Thank you for enclosing the brochure on HAZMAT courses and for expressing concern about compliance with the training requirements in 29 CFR 1910.120.

As you know, 24 hours of training for HAZMAT technicians is a minimum. 29 CFR 1910.120(q)(6) requires hazardous materials technicians to receive 24 hours of first responder operations level training and have competency in the areas listed. Therefore, depending on an employee's competencies, more than 24 hours will more than likely be required.

Employers are responsible for ensuring employees are provided with training to perform their job duties safely. OSHA compliance officers will inspect facilities' Emergency Response Plans and interview employees on the training they have received. Employers who have not provided training or have not ensured that employees have mastered the competencies listed in the HAZWOPER training requirements may be cited by OSHA. In fact, statistics on OSHA citations for HAZWOPER indicate that employers are most often penalized for their deficiencies in Emergency Response Plans and training.

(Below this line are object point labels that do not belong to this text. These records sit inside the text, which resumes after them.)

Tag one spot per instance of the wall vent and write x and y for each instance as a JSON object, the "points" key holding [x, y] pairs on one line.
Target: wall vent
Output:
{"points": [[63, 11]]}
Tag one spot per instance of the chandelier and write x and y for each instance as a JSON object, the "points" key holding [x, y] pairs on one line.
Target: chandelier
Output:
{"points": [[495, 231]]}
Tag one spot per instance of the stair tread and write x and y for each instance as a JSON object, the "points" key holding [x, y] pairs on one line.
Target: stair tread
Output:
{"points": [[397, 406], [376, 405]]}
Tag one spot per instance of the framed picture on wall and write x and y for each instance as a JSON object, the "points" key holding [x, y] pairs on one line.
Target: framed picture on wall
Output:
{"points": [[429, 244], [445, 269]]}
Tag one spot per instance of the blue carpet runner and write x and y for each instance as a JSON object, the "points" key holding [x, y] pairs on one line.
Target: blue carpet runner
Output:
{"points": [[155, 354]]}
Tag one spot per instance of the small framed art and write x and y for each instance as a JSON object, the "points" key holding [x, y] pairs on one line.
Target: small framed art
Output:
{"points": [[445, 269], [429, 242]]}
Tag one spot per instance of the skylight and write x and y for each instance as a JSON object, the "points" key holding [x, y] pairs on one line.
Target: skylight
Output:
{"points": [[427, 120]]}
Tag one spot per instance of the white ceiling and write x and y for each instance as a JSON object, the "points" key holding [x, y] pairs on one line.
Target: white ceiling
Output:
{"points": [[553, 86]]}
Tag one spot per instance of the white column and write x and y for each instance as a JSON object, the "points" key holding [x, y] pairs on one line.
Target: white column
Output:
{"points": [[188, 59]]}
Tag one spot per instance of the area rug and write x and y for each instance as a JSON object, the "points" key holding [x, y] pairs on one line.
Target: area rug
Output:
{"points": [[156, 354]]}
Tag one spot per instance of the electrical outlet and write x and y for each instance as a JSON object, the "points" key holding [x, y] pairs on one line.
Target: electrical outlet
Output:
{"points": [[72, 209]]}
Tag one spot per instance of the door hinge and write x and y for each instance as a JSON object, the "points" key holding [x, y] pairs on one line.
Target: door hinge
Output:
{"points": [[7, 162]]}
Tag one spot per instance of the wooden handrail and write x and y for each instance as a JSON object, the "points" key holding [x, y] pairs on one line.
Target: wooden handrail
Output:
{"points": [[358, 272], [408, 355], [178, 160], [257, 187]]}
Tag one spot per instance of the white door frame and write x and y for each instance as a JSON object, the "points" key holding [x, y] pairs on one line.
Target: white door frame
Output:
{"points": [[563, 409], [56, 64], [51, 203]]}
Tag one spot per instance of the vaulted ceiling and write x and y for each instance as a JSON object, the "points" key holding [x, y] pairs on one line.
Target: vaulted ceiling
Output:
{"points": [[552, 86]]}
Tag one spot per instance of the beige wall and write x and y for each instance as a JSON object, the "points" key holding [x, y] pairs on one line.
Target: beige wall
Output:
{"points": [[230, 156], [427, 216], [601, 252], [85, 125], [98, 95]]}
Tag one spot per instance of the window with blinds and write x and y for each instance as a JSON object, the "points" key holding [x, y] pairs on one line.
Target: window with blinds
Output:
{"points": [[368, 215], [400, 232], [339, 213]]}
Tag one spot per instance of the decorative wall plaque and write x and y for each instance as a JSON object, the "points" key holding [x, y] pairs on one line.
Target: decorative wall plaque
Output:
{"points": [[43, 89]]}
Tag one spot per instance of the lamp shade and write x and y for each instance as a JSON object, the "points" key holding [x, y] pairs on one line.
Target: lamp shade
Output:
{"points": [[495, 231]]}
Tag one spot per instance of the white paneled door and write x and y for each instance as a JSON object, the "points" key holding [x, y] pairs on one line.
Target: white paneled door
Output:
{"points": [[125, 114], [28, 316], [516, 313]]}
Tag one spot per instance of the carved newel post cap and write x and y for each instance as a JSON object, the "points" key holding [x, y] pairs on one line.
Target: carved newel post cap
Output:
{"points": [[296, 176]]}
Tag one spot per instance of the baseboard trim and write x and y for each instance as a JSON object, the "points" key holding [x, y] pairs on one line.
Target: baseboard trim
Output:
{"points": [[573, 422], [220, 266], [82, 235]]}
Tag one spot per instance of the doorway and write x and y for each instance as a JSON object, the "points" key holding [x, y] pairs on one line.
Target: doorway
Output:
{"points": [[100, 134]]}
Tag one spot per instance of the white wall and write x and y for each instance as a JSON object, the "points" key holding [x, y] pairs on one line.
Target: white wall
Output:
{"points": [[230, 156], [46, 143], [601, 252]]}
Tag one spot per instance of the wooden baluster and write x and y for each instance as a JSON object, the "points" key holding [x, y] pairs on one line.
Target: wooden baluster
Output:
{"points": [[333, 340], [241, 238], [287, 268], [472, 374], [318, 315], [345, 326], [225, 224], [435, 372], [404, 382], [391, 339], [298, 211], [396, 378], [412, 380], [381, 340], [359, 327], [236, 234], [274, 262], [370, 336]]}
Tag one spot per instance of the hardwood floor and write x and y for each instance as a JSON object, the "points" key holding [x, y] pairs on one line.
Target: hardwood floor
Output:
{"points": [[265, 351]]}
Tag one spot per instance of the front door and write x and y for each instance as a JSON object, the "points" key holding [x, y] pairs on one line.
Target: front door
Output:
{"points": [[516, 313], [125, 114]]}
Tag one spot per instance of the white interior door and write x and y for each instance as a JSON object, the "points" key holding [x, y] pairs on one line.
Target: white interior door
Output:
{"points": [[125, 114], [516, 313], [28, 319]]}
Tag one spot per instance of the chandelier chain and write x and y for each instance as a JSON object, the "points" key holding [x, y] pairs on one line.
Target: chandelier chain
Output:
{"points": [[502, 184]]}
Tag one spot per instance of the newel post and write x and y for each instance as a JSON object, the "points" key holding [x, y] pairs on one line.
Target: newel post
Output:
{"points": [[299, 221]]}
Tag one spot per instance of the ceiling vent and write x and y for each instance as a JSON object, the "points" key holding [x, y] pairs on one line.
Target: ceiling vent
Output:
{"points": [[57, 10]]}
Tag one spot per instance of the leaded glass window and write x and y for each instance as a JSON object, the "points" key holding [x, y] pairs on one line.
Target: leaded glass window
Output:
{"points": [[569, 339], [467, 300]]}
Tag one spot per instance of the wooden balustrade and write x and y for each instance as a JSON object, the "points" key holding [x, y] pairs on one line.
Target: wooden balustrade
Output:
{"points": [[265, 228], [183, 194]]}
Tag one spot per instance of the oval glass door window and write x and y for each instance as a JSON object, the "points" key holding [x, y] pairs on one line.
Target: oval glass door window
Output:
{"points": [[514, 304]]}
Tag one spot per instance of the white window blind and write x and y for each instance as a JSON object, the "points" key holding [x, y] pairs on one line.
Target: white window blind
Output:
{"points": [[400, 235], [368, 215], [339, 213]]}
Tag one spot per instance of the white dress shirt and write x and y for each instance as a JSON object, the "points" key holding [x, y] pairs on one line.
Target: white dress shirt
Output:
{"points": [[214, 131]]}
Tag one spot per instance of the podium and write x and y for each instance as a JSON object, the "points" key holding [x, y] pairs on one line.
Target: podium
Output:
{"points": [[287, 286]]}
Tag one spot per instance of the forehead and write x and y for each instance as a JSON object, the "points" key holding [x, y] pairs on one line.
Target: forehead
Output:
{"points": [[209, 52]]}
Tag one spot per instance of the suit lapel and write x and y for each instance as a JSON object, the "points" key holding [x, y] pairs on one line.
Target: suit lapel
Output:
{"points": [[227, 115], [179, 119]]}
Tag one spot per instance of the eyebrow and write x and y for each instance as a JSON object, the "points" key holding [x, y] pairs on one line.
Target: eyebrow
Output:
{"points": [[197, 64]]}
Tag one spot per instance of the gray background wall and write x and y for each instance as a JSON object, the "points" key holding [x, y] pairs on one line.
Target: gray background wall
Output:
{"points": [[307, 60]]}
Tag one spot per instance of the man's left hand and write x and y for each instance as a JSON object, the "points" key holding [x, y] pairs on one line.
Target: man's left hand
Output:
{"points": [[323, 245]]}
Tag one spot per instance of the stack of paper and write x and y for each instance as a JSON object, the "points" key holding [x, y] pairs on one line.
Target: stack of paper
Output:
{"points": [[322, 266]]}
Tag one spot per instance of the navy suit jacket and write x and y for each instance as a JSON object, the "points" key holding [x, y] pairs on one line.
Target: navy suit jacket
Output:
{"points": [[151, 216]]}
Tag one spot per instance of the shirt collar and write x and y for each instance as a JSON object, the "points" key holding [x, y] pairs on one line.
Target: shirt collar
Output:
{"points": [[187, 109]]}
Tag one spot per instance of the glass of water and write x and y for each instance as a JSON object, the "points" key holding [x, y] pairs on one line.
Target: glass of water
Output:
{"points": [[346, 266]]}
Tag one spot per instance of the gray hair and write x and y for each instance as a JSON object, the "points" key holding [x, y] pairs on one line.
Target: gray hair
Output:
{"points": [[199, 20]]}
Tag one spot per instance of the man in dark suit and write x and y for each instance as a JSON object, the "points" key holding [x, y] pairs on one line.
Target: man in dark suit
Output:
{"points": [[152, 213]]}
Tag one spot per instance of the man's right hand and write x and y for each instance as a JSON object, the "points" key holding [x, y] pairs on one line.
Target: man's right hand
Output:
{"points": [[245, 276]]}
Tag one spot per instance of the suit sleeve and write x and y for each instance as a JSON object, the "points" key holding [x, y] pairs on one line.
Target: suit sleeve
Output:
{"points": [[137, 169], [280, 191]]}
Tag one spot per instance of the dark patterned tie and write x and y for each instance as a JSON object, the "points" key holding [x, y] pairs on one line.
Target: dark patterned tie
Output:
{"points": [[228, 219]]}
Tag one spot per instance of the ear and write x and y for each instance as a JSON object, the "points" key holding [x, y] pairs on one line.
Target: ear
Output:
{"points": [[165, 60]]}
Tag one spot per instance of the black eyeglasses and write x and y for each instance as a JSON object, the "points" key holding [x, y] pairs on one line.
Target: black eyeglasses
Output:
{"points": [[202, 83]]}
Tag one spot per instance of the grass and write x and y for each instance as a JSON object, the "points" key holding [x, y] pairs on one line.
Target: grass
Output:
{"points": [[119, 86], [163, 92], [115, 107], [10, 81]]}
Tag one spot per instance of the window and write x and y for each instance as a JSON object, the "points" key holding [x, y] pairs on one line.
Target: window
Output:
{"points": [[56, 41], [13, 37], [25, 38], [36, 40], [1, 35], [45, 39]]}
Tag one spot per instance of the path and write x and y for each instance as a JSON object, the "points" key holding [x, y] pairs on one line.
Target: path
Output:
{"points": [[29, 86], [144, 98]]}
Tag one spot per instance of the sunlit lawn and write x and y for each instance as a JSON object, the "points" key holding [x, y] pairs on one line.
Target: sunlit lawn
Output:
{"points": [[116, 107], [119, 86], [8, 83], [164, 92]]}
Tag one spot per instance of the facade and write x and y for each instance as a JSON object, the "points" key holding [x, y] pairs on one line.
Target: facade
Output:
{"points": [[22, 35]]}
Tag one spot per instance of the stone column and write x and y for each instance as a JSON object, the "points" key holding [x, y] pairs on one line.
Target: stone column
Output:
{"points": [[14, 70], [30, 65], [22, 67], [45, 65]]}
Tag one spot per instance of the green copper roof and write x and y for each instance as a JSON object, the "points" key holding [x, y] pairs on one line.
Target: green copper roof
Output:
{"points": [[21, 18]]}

The proposed rule, "Training Accreditation for Hazardous Waste Operations," intends to require accreditation by OSHA for some or all of the training programs required by HAZWOPER. Currently, the proposed rule does not include training programs required in 29 CFR 1910.120(q); however, OSHA is reviewing comments that have been entered into the docket on this issue. (Please find a copy of the proposed rule enclosed.)